Caution: Sensitive viewers might find the below image disturbing. There is not much that can catch a lumberjack off guard, and if you’ve been in the business for a while, you get used to seeing all kinds of crazy things. Horrendous wounds, getting captured in out of control fires, discovering slugs within a tree, and even intermittent Bigfoot sitings are largely simply part of the activity.
However, it appears that each now and again, there are unquestionably still shocks to be had. Nothing represents this superior to the account of when a gathering of lumberjacks from the Georgia Kraft Corporation remove the highest point of a chestnut oak tree and found an embalmed puppy gazing back at them. We’d will wager nobody at any point expected that.Inside the base of the tree was a darker and white chasing hound that specialists say had been there for more than 20 years.
Every one of that was left now was the dried, preserved stays of the poor pooch, presented in a position that reveals an eerie insight into what the most recent couple of minutes of his life probably resembled.His new home is now in the Southern Forest World Museum in Waycross, Georgia, where they have him on display as a tourist attraction. In an interview with Newsweek, owner of the museum, Bertha Sue Dixon, elaborated on the story. Evidently, everything started in 1960 when the pooch crept into a gap at the base of the tree and shimmied his way around 28 feet up. “He’s a chasing hound, so we accepted that he was pursuing something in the tree,” Dixon said.However, as he proceeded upwards, the section progressed toward becoming smaller and smaller until in the long run, he inadvertently stalled out.

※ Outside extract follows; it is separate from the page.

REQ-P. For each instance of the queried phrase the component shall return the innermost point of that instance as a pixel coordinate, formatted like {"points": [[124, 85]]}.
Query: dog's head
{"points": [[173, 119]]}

The lumberjacks discovered him 20 years after the fact, and keeping in mind that they could have quite recently transformed him into sawdust, they rather chose to give the puppy, tree and all, toward the Southern Forest World. His precarious situation has earned him the nickname “Stuckie”. He is now the museum’s top attraction. Every day, tourists from all over pass by to observe him through his glass display case, pawing for freedom that will never come.The real question, however, is how did Stuckie remain preserved for so long? Certainly, he isn’t anything like the Egyptian mummies that we have all heard of, carefully embalmed and wrapped in cloth. According to Kristina Killgrove, a biological anthropologist from the University of West Florida, the conditions inside the tree did all the work. Normally, when animals and people die, the microorganisms inside the gut start taking over the body. Then, as the body begins to decay, bacteria, fungi, insects and other animals come to eat the remains. However, Stuckie experienced none of that.